東京のアパレル企業で働くアキモト・ヨウイチさんの給料は、入社した5年前からほとんど上がっていない。世界の他地域で賃金上昇が加速する今も、アキモトさんはこの状況が変わるとは思っていない。

 「僕はまし。まだ雇ってもらっているからいいのかな」と言う。「会社はもうかっていない。賃金が増えないのは当たり前だと思う」

 米国の労働者は30年ぶりの大幅な賃上げを経験し、英国では賃金の伸びがインフレ率を上回っている。一方、アジア太平洋地域の経済大国の一部では、従業員が逆の経験をしている。多くの場合、仮に賃上げを勝ち取ったとしても、消費者物価の上昇分をカバーできるほど給料が上がることはない。

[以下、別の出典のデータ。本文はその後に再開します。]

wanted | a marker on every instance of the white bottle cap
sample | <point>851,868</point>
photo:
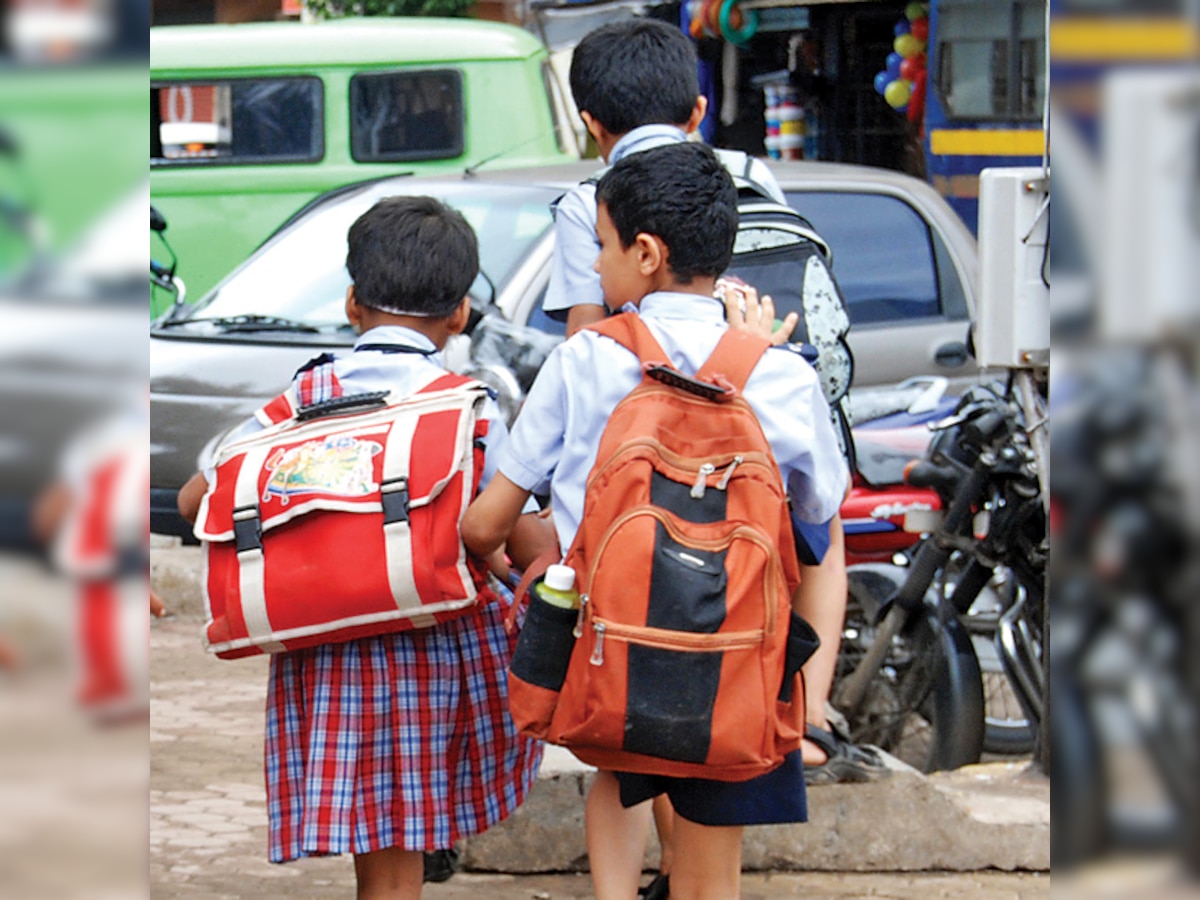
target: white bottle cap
<point>561,577</point>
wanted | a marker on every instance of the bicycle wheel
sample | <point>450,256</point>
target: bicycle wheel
<point>925,702</point>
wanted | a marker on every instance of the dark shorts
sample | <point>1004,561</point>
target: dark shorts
<point>773,798</point>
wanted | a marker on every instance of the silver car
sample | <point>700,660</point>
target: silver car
<point>905,263</point>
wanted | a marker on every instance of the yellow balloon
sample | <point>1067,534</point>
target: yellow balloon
<point>909,46</point>
<point>898,93</point>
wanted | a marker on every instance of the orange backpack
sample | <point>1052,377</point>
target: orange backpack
<point>688,653</point>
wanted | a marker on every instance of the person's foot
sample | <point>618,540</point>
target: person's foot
<point>441,865</point>
<point>658,889</point>
<point>843,761</point>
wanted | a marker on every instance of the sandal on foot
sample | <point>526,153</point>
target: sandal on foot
<point>847,763</point>
<point>658,889</point>
<point>441,865</point>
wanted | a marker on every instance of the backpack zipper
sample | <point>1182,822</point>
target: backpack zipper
<point>688,466</point>
<point>729,473</point>
<point>666,640</point>
<point>772,574</point>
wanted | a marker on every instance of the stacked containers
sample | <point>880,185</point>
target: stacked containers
<point>785,123</point>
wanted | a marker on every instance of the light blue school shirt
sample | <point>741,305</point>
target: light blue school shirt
<point>573,281</point>
<point>555,441</point>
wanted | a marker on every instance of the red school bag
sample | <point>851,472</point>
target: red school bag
<point>341,519</point>
<point>687,660</point>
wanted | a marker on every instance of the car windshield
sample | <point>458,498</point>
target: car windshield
<point>300,275</point>
<point>882,256</point>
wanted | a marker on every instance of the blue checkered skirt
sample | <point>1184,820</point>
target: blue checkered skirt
<point>399,741</point>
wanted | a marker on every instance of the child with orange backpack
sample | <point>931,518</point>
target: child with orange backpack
<point>667,220</point>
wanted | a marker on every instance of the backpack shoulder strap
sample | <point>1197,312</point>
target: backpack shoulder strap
<point>733,359</point>
<point>631,333</point>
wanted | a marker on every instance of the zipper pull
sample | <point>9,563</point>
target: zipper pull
<point>729,473</point>
<point>598,651</point>
<point>577,631</point>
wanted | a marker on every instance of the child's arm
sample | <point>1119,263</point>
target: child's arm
<point>533,537</point>
<point>747,312</point>
<point>493,516</point>
<point>191,495</point>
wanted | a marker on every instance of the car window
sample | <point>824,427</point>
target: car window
<point>406,115</point>
<point>243,121</point>
<point>507,220</point>
<point>882,253</point>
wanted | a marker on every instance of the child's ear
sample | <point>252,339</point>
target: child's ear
<point>652,253</point>
<point>353,310</point>
<point>457,321</point>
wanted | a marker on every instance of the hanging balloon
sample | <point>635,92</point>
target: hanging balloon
<point>912,66</point>
<point>909,46</point>
<point>898,93</point>
<point>917,101</point>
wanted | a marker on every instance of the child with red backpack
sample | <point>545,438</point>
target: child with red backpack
<point>667,220</point>
<point>389,745</point>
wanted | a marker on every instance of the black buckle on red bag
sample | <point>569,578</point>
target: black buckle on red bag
<point>394,495</point>
<point>247,529</point>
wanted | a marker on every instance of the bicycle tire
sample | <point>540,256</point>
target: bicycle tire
<point>925,703</point>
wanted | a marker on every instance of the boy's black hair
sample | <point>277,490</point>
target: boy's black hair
<point>682,195</point>
<point>412,256</point>
<point>635,72</point>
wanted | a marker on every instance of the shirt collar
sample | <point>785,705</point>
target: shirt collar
<point>397,335</point>
<point>645,137</point>
<point>670,305</point>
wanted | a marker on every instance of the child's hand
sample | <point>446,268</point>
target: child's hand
<point>498,563</point>
<point>745,312</point>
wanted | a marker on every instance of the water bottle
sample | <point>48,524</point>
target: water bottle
<point>547,637</point>
<point>558,588</point>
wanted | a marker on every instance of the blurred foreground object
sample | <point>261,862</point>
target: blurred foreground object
<point>1125,255</point>
<point>99,517</point>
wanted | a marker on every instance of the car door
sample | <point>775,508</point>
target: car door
<point>906,293</point>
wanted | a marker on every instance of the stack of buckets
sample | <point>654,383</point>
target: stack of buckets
<point>785,123</point>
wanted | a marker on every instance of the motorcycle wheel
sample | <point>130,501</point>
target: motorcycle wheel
<point>1007,727</point>
<point>925,703</point>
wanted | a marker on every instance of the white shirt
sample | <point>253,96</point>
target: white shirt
<point>573,281</point>
<point>555,441</point>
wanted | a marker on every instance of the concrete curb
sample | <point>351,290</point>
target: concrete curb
<point>989,816</point>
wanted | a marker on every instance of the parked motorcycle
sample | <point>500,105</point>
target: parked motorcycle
<point>909,675</point>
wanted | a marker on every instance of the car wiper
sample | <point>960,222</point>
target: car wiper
<point>247,323</point>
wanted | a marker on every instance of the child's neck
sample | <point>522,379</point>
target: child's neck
<point>433,329</point>
<point>701,286</point>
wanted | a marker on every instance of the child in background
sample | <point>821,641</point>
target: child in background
<point>391,745</point>
<point>636,88</point>
<point>666,223</point>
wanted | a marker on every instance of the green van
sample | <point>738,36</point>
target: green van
<point>252,121</point>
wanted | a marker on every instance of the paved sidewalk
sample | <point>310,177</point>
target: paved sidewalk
<point>208,819</point>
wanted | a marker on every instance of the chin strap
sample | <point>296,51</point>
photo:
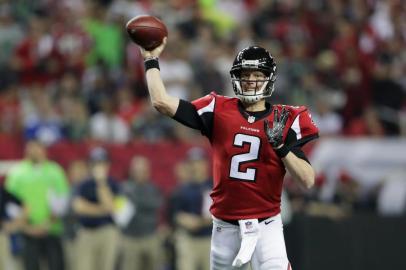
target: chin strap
<point>249,230</point>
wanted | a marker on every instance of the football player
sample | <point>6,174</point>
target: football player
<point>253,143</point>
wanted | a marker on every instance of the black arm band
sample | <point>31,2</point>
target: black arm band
<point>151,63</point>
<point>282,152</point>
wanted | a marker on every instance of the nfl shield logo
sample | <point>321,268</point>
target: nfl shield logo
<point>251,119</point>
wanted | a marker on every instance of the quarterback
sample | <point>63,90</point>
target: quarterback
<point>254,143</point>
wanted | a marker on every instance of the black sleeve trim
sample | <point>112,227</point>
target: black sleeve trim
<point>187,115</point>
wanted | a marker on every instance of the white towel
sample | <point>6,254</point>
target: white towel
<point>249,230</point>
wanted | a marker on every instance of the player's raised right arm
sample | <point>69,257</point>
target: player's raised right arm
<point>160,99</point>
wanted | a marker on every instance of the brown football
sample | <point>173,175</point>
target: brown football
<point>147,31</point>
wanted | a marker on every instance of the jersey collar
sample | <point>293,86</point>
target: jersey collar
<point>252,117</point>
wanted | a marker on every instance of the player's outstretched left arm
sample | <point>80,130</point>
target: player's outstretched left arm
<point>160,99</point>
<point>299,169</point>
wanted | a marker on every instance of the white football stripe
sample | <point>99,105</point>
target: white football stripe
<point>296,128</point>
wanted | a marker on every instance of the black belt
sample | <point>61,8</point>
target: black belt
<point>235,221</point>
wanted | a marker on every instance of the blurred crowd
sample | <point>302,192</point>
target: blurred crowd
<point>69,72</point>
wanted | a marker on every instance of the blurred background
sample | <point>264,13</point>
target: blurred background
<point>74,107</point>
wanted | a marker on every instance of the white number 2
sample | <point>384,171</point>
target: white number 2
<point>252,155</point>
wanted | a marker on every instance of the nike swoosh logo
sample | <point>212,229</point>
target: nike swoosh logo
<point>268,221</point>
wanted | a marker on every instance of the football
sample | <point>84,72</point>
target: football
<point>147,31</point>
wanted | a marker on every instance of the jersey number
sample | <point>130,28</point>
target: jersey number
<point>251,155</point>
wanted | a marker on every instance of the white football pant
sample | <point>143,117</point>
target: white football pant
<point>270,250</point>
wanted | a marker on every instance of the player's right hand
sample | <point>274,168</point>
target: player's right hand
<point>155,53</point>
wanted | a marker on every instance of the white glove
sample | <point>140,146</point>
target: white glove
<point>249,230</point>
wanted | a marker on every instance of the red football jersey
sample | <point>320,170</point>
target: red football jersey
<point>247,173</point>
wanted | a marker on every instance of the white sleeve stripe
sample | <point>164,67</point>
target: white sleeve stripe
<point>296,127</point>
<point>208,108</point>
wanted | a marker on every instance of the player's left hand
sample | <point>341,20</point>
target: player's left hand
<point>275,134</point>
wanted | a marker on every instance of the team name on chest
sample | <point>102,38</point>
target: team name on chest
<point>250,129</point>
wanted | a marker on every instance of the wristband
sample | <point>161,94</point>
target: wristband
<point>282,151</point>
<point>151,63</point>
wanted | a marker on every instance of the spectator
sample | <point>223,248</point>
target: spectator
<point>142,243</point>
<point>93,202</point>
<point>42,187</point>
<point>11,221</point>
<point>77,172</point>
<point>191,215</point>
<point>107,126</point>
<point>43,124</point>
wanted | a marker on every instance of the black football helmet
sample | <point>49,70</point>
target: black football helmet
<point>253,58</point>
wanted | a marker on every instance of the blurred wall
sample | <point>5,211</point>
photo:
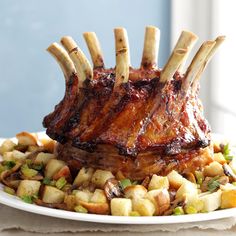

 世界経済が新型コロナウイルスの大流行から回復しつつある中、この著しい相違は、各国の中央銀行が物価圧力の高まりに対し、利上げなどの金融引き締め策をいかに迅速に実行できるかにも影響を及ぼす。

 米国では、7-9月期の賃金が前年同期比4.2%上昇し、1990年以降で最も大幅な伸びを示した。幅広い業種で人手不足が発生し、雇用主に賃上げを促したことが背景にある。企業は労務コスト上昇を顧客に転嫁する傾向があり、これがインフレを加速させ、10月の消費者物価指数(CPI)上昇率は31年ぶりの高水準を記録した。インフレ高進のために、米連邦準備制度理事会(FRB)がコロナ下で導入した金融緩和策からの出口戦略は一段と複雑さを増している。

 対照的に、オーストラリアの賃金上昇率は、同国中銀が利上げ開始の目安とする年率3%を下回ったままだ。同国の政策金利は目下、過去最低の0.10%に据え置かれている。一方、日本の平均賃金は2020年に約440万円と、30年間でわずか4%の上昇にとどまっている。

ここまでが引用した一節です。